Coed dorms are most common in independent hostels, and are sometimes hard to find in conservative countries.
But not all hostels are fit for families and kids. There are plenty of fun social "party" hostels full of nothing but young travelers who are there to have fun. These sort of hostels may not necessarily have age limits, but older folks and families would definitely feel out of place. These hostels are great for young travelers who are interested in getting to know their fellow backpackers. They're especially good for solo travelers. It's pretty easy to hang out in the common areas and start up a conversation with whoever is around. Before you know it you'll have new friends to explore the city with. Meeting new people is one of the best parts of the traveling experience, and social hostels are the best places to meet them. You may find yourself exploring Paris with a group of Aussies and Kiwis one day, and then experiencing Amsterdam with a bunch of Swedes and Spaniards the next day. That's what traveling is all about.

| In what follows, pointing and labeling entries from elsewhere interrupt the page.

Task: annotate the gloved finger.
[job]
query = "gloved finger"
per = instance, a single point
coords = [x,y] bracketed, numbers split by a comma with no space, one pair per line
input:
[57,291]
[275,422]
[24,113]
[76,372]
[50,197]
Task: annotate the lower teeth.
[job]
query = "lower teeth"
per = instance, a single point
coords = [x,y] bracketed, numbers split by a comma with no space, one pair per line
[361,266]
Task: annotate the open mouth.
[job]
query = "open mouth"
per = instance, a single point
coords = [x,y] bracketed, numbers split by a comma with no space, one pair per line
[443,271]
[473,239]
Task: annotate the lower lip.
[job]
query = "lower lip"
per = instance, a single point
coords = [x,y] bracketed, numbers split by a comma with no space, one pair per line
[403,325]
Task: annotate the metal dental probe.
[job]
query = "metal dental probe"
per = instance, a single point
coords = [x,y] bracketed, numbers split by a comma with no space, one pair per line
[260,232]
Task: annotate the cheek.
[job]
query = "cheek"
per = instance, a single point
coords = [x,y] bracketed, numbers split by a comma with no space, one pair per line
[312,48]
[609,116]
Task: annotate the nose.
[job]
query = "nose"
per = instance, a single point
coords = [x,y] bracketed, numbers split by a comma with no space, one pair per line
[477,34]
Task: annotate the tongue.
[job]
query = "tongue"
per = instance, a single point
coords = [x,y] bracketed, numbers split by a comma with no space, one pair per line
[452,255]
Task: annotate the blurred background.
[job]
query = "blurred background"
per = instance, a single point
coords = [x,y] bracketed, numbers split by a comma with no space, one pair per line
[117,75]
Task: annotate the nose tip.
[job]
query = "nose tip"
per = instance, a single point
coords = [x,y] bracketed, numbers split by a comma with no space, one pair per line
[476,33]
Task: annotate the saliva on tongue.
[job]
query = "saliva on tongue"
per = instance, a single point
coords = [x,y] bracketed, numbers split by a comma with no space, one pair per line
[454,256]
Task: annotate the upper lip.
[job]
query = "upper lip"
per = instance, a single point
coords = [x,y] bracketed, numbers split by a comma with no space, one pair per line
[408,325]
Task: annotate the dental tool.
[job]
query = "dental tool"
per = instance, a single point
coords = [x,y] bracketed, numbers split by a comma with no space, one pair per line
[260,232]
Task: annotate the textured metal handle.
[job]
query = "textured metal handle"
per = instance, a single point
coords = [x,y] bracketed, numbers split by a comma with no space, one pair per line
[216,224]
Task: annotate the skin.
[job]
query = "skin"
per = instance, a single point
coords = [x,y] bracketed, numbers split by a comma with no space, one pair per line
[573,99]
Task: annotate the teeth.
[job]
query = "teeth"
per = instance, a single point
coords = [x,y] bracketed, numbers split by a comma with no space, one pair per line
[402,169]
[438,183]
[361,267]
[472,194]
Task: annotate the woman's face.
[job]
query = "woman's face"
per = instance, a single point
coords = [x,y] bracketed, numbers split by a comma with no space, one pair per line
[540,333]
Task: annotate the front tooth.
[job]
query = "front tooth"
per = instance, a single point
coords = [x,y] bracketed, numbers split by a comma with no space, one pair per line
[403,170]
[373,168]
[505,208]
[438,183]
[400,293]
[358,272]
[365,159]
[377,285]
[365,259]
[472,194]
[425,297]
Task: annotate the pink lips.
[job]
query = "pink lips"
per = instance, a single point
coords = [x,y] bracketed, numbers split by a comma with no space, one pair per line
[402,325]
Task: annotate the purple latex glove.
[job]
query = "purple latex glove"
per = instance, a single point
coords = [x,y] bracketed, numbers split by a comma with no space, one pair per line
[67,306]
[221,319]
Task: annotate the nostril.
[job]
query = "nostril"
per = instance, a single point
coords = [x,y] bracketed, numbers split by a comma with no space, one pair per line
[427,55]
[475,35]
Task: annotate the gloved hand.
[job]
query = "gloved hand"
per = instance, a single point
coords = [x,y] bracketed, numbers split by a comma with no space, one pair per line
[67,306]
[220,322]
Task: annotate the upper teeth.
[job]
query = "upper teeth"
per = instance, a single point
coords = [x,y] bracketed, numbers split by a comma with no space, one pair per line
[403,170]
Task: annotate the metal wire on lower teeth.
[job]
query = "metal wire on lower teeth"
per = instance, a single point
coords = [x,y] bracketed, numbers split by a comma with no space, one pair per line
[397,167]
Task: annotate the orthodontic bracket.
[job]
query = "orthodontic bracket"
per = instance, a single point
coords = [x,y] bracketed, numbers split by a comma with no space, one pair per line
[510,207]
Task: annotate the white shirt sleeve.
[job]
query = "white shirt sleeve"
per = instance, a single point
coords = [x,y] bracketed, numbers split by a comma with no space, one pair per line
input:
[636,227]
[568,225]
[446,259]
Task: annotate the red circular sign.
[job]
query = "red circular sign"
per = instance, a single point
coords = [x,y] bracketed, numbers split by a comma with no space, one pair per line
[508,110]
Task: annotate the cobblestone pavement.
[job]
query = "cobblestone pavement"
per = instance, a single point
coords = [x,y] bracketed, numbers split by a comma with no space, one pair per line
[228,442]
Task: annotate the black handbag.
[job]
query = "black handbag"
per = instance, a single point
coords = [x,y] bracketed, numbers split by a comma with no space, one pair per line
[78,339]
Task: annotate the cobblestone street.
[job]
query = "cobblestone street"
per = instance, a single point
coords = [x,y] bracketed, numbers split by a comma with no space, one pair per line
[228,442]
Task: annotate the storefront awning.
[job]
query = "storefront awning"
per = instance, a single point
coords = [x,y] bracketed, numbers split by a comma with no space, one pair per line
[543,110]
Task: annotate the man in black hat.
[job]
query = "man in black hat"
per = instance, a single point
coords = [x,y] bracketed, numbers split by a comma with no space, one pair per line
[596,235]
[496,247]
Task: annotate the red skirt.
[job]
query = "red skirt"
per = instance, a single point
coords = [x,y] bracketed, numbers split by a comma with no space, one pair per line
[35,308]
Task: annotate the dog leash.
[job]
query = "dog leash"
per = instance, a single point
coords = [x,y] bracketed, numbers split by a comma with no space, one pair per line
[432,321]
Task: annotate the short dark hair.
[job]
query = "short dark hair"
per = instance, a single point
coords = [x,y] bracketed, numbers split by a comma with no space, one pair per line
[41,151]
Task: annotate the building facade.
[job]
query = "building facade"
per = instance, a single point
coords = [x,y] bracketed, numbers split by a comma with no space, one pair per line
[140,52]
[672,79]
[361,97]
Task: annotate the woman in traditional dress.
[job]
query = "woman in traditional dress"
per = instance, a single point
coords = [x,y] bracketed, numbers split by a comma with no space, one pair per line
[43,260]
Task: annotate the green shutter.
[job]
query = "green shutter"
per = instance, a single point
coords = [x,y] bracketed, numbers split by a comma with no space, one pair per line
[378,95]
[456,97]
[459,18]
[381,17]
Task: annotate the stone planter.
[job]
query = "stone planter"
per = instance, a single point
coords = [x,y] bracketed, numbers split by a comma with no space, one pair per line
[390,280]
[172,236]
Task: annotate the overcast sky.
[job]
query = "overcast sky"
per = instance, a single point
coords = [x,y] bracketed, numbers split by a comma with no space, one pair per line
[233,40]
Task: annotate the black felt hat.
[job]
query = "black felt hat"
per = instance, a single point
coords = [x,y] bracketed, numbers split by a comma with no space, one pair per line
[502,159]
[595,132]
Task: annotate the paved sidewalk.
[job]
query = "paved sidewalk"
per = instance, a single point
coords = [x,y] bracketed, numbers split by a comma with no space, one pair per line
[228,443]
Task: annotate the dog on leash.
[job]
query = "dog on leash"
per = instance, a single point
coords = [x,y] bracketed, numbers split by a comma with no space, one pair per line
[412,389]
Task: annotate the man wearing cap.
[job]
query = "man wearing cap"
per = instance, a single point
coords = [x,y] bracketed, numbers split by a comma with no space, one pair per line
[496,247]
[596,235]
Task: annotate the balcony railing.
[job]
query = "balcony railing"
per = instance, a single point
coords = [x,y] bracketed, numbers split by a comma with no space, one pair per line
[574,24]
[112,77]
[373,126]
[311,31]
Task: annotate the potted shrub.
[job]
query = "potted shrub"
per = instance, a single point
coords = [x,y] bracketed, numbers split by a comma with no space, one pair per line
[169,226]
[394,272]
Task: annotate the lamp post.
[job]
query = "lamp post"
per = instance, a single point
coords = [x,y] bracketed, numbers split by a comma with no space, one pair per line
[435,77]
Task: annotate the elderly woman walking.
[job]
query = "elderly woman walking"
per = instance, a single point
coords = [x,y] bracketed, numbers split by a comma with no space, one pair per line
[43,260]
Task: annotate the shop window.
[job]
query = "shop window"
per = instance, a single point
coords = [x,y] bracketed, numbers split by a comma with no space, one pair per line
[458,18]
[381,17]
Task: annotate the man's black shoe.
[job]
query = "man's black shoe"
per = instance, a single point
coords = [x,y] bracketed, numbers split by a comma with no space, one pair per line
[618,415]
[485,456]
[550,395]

Many of the social hostels have their own full bars right inside the hostel, particularly in parts of Europe.
You can usually find out which hostels are the fun social hostels by reading their descriptions and reviews. But one thing you should know, typically hostels are either nice and clean, or fun and social, but only rarely are they both. Many of the top party hostels aren't spic-n-span clean, and some of them can be noisy until late at night, so keep in mind there might be a trade-off, so think about what you're really looking for before you choose a hostel.